A 6:30 p.m. forum this evening at NorthStar Church in Kennesaw will feature grudge matches for an Acworth city council seat, and a confrontation between GOP congressional candidates Bob Barr and Barry Loudermilk. But the featured match may be between two GOP candidates for the Cobb County Commission's open western district seat, former commission chairman Bill Byrne and former Acworth councilman Bob Weatherford.
The forum is sponsored by the Cobb Chamber of Commerce and Acworth Business Association. A taste, via the MDJ's Around Town column:
The theme song to "Rocky" isn't playing as loudly at the Weatherford household. Weatherford is far less enthusiastic about sharing a stage with Byrne, and wondered if County Chairman Tim Lee had the right idea by refusing to debate Byrne in his own race two years ago.
"I don't relish it because I know how he is, but I have to go through with it, and I think it will be a stark contrast between the two of us," Weatherford said.
"Our personalities are different.
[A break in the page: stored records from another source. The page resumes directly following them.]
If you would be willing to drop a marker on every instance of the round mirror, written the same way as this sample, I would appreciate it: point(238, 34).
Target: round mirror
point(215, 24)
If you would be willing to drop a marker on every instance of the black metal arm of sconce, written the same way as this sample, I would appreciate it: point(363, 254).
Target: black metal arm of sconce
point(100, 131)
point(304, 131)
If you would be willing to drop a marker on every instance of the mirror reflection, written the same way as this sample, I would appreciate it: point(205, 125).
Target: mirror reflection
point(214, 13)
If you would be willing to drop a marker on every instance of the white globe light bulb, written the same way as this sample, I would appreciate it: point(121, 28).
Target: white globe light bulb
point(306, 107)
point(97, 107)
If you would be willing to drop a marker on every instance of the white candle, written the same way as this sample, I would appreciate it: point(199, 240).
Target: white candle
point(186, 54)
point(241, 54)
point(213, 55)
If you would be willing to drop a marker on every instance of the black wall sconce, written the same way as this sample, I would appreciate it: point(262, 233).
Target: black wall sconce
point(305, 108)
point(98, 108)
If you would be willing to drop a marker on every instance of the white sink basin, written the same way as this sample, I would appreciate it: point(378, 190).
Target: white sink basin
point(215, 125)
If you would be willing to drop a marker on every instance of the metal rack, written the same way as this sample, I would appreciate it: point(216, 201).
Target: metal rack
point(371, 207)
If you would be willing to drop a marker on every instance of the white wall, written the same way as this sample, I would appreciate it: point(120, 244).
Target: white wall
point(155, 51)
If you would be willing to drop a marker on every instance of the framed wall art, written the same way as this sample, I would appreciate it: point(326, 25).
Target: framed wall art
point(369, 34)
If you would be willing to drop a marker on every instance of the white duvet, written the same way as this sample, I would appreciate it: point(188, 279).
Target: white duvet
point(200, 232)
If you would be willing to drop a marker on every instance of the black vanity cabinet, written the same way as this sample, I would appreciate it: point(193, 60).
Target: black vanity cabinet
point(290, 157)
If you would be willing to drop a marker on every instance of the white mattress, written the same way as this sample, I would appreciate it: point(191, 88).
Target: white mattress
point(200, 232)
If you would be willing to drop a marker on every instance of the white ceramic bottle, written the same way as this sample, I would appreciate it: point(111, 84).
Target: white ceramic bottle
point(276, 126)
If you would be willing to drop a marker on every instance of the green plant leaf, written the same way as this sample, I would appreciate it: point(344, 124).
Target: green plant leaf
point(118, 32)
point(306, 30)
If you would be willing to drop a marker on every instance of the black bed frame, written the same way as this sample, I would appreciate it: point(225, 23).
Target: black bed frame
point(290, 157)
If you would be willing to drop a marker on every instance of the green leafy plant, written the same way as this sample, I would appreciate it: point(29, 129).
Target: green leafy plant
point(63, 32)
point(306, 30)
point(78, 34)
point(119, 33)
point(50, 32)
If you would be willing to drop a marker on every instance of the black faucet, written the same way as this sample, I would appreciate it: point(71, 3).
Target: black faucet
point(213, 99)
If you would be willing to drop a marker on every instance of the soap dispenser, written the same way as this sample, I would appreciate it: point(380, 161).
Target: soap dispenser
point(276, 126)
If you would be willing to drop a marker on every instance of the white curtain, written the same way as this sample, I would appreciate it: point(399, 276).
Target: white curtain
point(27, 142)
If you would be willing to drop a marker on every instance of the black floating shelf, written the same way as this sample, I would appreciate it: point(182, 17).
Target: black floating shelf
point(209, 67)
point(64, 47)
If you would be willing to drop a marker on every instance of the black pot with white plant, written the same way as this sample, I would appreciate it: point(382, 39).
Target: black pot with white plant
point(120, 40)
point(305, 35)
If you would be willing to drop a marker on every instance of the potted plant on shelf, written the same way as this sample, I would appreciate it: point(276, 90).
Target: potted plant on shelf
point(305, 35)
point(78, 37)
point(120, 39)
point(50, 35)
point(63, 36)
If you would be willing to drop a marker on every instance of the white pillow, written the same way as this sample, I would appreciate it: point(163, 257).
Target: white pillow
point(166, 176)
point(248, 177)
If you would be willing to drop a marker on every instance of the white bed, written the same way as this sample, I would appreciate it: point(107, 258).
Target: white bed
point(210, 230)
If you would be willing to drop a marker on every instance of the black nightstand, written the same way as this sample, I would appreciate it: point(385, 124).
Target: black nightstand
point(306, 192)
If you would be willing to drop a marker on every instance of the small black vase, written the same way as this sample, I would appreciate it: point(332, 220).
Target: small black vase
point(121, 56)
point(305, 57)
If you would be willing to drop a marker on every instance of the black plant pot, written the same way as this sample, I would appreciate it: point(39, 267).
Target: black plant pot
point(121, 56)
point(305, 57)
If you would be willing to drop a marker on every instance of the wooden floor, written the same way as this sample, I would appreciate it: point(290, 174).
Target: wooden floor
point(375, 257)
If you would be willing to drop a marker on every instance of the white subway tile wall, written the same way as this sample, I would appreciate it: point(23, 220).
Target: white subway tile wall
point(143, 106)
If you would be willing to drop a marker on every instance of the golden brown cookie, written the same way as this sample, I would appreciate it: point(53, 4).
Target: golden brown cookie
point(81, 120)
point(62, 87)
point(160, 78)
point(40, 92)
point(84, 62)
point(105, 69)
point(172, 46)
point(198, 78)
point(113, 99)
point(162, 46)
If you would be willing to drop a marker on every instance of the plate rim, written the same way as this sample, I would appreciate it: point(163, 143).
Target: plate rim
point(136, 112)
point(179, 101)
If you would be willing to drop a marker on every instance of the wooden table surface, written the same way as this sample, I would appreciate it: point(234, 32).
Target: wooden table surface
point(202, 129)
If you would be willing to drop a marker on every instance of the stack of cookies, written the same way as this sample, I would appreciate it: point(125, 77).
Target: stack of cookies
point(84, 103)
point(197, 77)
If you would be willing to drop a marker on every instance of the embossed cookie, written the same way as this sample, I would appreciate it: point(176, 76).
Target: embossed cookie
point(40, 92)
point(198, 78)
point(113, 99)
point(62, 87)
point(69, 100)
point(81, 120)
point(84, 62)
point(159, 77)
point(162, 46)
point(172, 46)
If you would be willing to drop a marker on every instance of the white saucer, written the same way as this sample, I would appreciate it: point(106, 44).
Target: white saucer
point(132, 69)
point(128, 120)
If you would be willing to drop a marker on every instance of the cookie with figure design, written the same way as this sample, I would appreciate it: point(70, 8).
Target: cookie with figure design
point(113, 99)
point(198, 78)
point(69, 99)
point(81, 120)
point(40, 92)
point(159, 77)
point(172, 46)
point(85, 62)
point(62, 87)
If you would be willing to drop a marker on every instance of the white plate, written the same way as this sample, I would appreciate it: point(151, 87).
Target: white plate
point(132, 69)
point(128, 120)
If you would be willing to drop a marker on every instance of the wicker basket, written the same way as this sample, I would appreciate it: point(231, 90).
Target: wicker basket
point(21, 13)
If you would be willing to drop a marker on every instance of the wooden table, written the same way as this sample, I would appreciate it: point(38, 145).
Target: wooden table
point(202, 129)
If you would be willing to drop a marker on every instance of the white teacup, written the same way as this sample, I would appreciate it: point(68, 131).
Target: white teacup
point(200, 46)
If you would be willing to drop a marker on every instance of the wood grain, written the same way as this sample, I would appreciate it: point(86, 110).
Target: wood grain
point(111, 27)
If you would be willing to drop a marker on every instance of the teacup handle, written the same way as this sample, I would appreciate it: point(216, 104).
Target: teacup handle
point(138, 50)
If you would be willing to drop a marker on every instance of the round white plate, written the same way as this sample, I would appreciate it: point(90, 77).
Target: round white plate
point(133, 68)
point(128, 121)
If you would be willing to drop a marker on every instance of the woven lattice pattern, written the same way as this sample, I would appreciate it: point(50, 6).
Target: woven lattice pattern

I have one and he doesn't," Weatherford declared.
Campaign finance numbers are still trickling in, but one of the reports that jumped out at us involved the race for agriculture commissioner.
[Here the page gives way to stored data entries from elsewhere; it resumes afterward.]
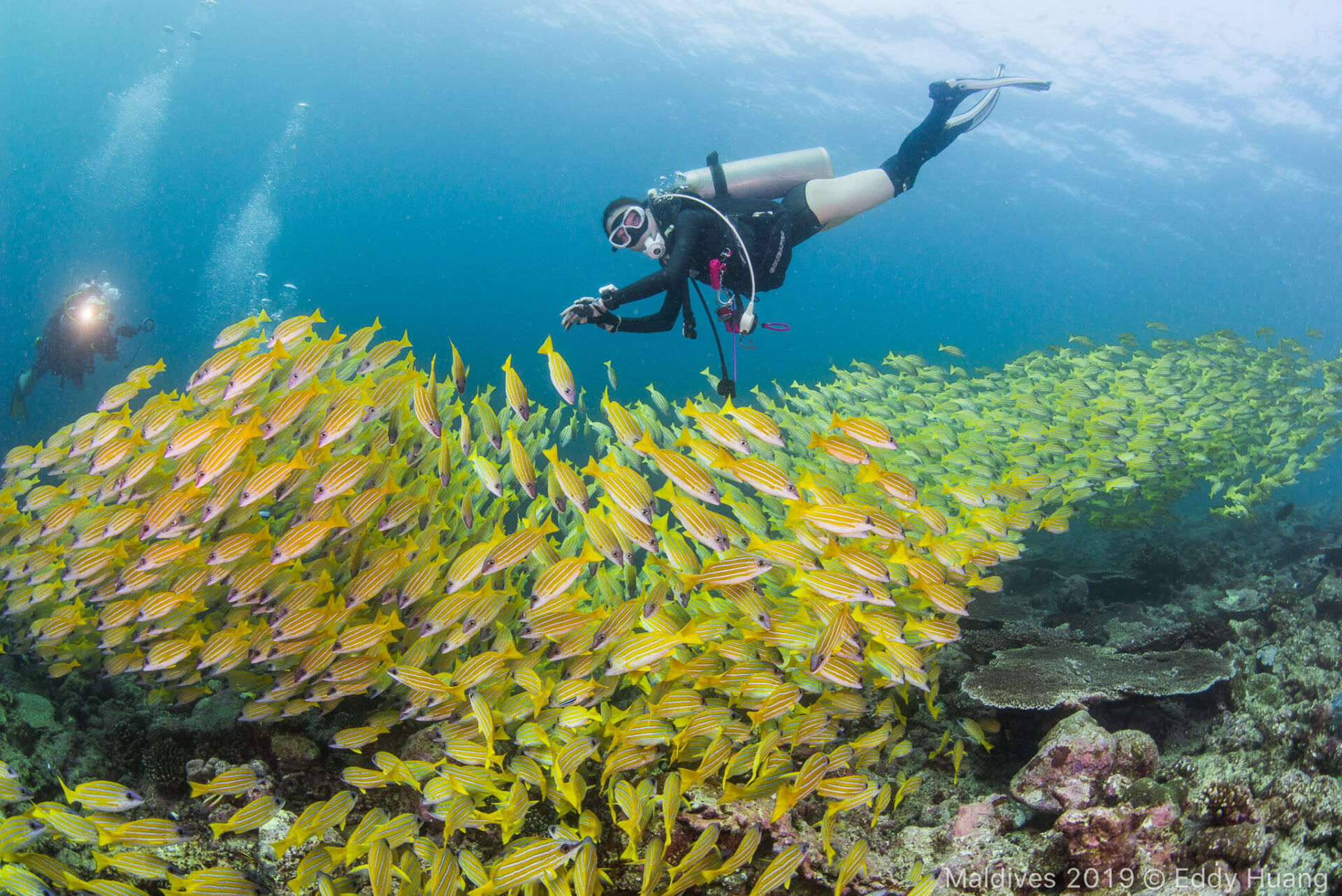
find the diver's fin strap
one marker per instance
(720, 179)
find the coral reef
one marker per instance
(1041, 678)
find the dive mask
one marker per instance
(635, 226)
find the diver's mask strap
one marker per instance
(630, 227)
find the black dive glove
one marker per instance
(589, 310)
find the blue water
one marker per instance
(452, 166)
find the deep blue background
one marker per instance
(454, 164)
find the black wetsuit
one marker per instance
(770, 229)
(67, 345)
(695, 236)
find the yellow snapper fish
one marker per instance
(235, 331)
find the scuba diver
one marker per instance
(74, 333)
(721, 226)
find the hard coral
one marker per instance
(1041, 678)
(1227, 804)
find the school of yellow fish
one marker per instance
(592, 609)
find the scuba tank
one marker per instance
(760, 178)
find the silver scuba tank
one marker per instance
(761, 178)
Chris Irvin, the grandson of long-time Ag Commish Tommy Irvin, raised only a few thousand dollars in the weeks after he jumped in the race. The Democrat tacked on another $40,000 from April to June, including more than $14,000 from his grandfather and other relatives.
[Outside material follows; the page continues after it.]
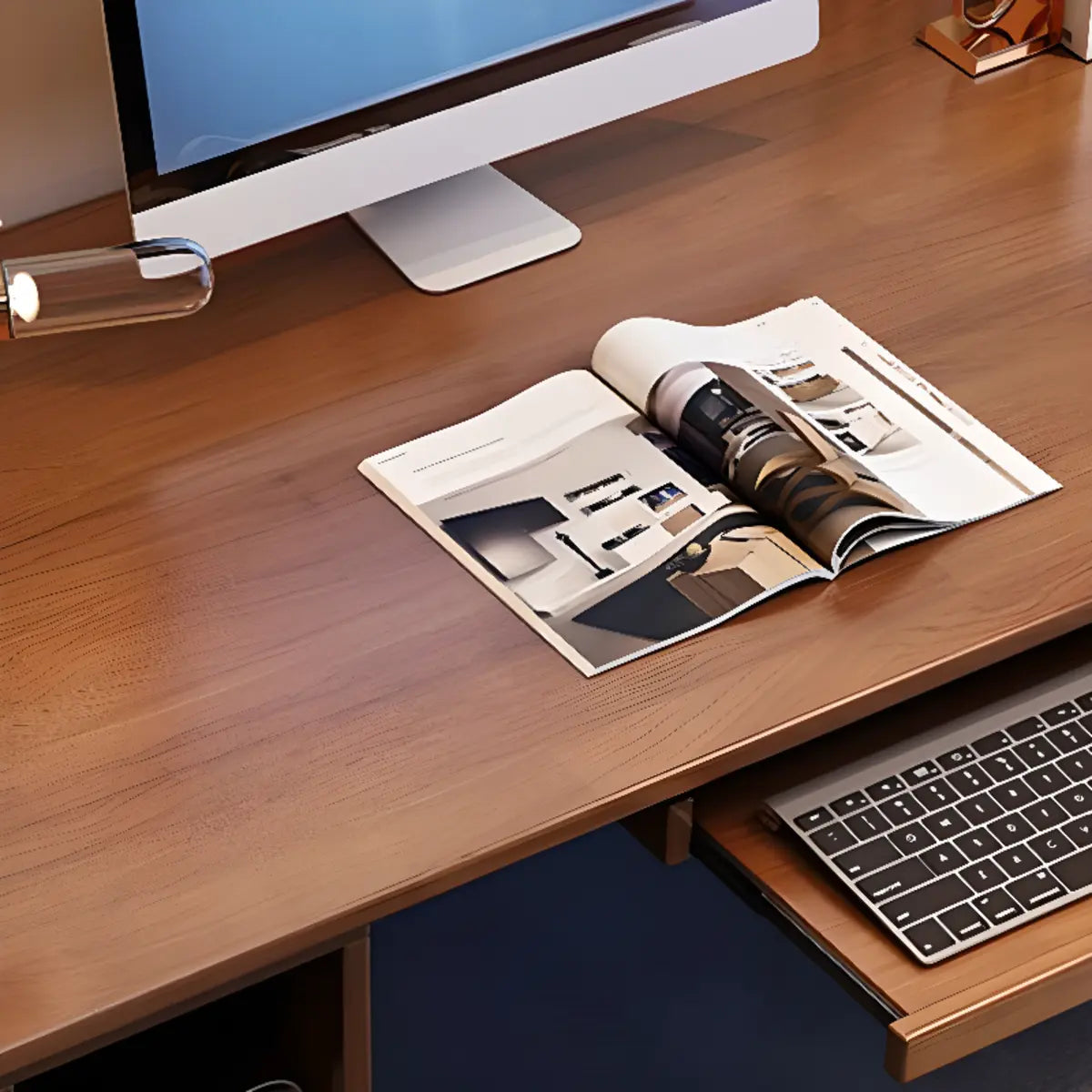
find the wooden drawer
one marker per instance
(935, 1015)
That pales in comparison to the man he hopes to replace. Commissioner Gary Black raised more than $120,000 in the same period, and has roughly $450,000 on hand.
There's another call and response TV ad spat going on down in the First Congressional District runoff. State Sen. Buddy Carter deployed surgeon Bob Johnson's controversial comments on the TSA in the below ad, which was not publicized by the Carter campaign:
To suggest that Johnson actually wants a terrorist attack, his campaign replies, is to impugn Johnson's patriotism. Thus the indignant response ad from the Johnson camp below, showing his patriotic Army service:
Delvis Dutton, media magnate. The state representative gave up his seat to run in the 12th Congressional District and lost badly in the Republican primary. He now has set his sights on joining our ranks in the media biz by launching AllOnNews.com. The portal customizes your headlines based on location. Here's Dutton in an email to supporters:
AllOnNews is something new and different. AllOnNews will offer a variety of information from local, state and national news to community events to obituaries and crime beats all within 5 clicks. Working in conjunction with local newspapers as well as various organizations in local communities, AllOnNews will refocus the purpose and role of 'the news'. The site will also focus heavily on pulling back the curtain on elected officials and government operations, at all levels.
Hey, remember that government shutdown showdown? We could be due for another come Sept. 30, the way Congress is going with the appropriations process. The Washington Post's Paul Kane explains:
At the center of the deadlock is the fight over coal and its place in the manufacturing economies of several battleground states, particularly Kentucky, where Senate Minority Leader Mitch McConnell (R) is basing his reelection bid on protecting the coal industry from new regulations by the Environmental Protection Agency.
McConnell is threatening to add restrictions to federal agency budgets that would neutralize the regulations, prompting Senate Majority Leader Harry M. Reid (D-Nev.) to at least temporarily derail consideration of the 12 spending bills that need to be approved by Sept. 30.